New Delhi, Sep 30 (IANS) The Asian Development Bank (ADB) on Tuesday projected India’s growth at 6.5 per cent for 2025 (FY26) and 2026 (FY27), as it trimmed its growth outlook for developing Asia and the Pacific by 0.1 and 0.2 percentage points for this year and next, respectively, amid the emergence of a new global trade environment shaped by tariffs and updated trade agreements.
India’s GDP grew 7.6 per cent in H1 2025, as higher investment from strong public capital spending, offsets lower net exports and consumption despite firm rural demand, ADB said in a statement.
“Industrial growth likewise improved in India, with manufacturing and construction performing well, offsetting declines in mining and utilities,” the report mentioned.
Manufacturing conditions strengthened in India and most ASEAN economies.
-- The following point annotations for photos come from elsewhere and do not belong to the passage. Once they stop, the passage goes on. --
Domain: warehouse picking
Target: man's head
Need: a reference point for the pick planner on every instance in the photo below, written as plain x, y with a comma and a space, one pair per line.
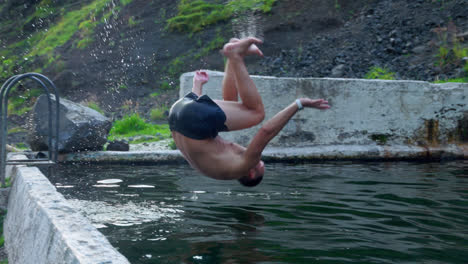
255, 175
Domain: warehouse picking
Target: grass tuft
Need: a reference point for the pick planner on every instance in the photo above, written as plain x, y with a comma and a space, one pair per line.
134, 125
194, 15
376, 72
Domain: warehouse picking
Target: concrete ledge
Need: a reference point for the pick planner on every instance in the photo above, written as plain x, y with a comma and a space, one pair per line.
41, 227
273, 154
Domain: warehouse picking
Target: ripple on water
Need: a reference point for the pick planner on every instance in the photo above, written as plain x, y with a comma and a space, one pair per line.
102, 213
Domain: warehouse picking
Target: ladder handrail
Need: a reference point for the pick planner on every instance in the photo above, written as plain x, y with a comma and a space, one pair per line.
5, 89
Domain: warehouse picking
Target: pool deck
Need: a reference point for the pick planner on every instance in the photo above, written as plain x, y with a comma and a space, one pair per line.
295, 154
42, 227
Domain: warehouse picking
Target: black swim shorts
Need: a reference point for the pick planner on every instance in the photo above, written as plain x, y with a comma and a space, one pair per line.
197, 117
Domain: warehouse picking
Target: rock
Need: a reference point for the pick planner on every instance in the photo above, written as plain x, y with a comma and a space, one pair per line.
118, 145
81, 128
338, 71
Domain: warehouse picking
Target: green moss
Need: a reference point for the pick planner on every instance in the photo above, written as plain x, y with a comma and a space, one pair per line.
20, 102
134, 125
125, 2
456, 80
216, 43
158, 113
194, 15
82, 21
379, 73
16, 130
172, 145
95, 107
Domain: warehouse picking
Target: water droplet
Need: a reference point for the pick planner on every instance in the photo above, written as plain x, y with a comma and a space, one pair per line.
109, 181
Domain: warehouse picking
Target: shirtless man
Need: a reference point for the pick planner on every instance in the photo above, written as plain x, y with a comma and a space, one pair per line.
195, 120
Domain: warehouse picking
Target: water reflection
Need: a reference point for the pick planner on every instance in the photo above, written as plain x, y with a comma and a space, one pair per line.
325, 213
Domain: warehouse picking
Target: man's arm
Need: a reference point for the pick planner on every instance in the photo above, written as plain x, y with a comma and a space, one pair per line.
272, 127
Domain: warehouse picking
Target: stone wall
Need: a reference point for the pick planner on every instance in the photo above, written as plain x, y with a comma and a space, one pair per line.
41, 227
363, 112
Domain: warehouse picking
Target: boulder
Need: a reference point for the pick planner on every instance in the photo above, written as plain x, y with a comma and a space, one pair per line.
81, 128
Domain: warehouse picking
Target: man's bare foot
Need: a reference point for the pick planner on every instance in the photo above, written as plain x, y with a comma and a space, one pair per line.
252, 50
242, 47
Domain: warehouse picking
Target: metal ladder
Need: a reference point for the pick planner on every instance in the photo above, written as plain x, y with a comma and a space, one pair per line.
53, 152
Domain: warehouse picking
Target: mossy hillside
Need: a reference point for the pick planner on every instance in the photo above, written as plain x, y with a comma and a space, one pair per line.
194, 15
376, 72
134, 125
82, 21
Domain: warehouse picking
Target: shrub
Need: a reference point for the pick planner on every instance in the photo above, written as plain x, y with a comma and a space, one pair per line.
158, 113
134, 125
194, 15
95, 107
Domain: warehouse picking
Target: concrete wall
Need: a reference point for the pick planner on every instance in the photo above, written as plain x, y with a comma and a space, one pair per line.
363, 112
41, 227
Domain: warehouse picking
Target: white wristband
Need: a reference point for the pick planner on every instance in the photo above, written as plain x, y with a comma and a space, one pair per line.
299, 105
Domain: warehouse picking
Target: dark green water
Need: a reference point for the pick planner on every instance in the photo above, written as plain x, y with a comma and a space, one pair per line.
311, 213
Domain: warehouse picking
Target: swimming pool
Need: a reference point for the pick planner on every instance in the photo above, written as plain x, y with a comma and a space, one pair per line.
342, 212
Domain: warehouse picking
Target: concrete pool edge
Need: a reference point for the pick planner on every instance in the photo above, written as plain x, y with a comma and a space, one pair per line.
42, 227
282, 154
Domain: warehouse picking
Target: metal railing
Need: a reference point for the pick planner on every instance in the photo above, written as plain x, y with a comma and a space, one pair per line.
45, 83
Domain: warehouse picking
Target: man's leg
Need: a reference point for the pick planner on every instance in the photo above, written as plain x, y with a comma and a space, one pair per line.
229, 84
250, 111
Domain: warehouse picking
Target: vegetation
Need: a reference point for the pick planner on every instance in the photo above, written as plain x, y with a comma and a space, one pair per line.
95, 107
134, 125
172, 144
194, 15
82, 21
20, 104
158, 113
376, 72
456, 80
125, 2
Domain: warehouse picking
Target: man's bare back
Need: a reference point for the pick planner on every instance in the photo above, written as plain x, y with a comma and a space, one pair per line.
201, 145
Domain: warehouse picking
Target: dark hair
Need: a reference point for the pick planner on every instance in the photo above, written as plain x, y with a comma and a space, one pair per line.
246, 181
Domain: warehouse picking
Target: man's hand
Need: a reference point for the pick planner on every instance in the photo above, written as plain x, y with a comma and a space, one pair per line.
200, 78
315, 103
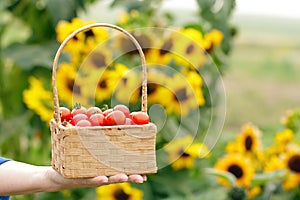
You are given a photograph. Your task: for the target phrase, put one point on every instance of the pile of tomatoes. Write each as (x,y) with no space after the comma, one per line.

Meanwhile, services PMI in India stayed strong, driven by rising demand for travel and recreation services.
“Rice prices are also projected to ease amid favourable weather conditions and record harvests in India, the world’s largest rice exporter,” said the report.
Higher tariffs imposed by the United States and elevated trade uncertainty are expected to weigh on the region’s growth.
Inflation will continue to ease to 1.7 per cent this year amid lower prices for food and energy, before increasing modestly to 2.1 per cent next year as food prices normalise.
In India, CPI inflation stood at 2.07 per cent in August, remaining significantly lower than the 3.7 per cent reported a year ago. Food prices continued to decline for the third consecutive month, decreasing 0.7 per cent year-on-year, primarily due to lower costs for vegetables, pulses, and spices.
“US tariffs have settled at historically high rates and global trade uncertainty remains at elevated levels,” said ADB Chief Economist Albert Park.
“Growth in developing Asia and the Pacific has remained resilient this year thanks to strong exports and robust domestic demand, but the worsened external environment is impacting the outlook. Amid the new global trade environment, it’s crucial for governments to continue promoting sound macroeconomic management, openness, and further regional integration,” Park added.
Growth forecasts for the People’s Republic of China (PRC) remain unchanged, as policy support is expected to cushion the impact of higher tariffs and continued weakness in the property market. The PRC’s economy is projected to expand by 4.7 per cent this year and 4.3 per cent next year.
Economies in Southeast Asia are seeing the largest downgrades to growth forecasts amid weaker global demand and elevated trade uncertainty. Growth in the subregion is now projected at 4.3 per cent for 2025, and the same for 2026 — down 0.4 percentage points for each year compared with April’s forecasts.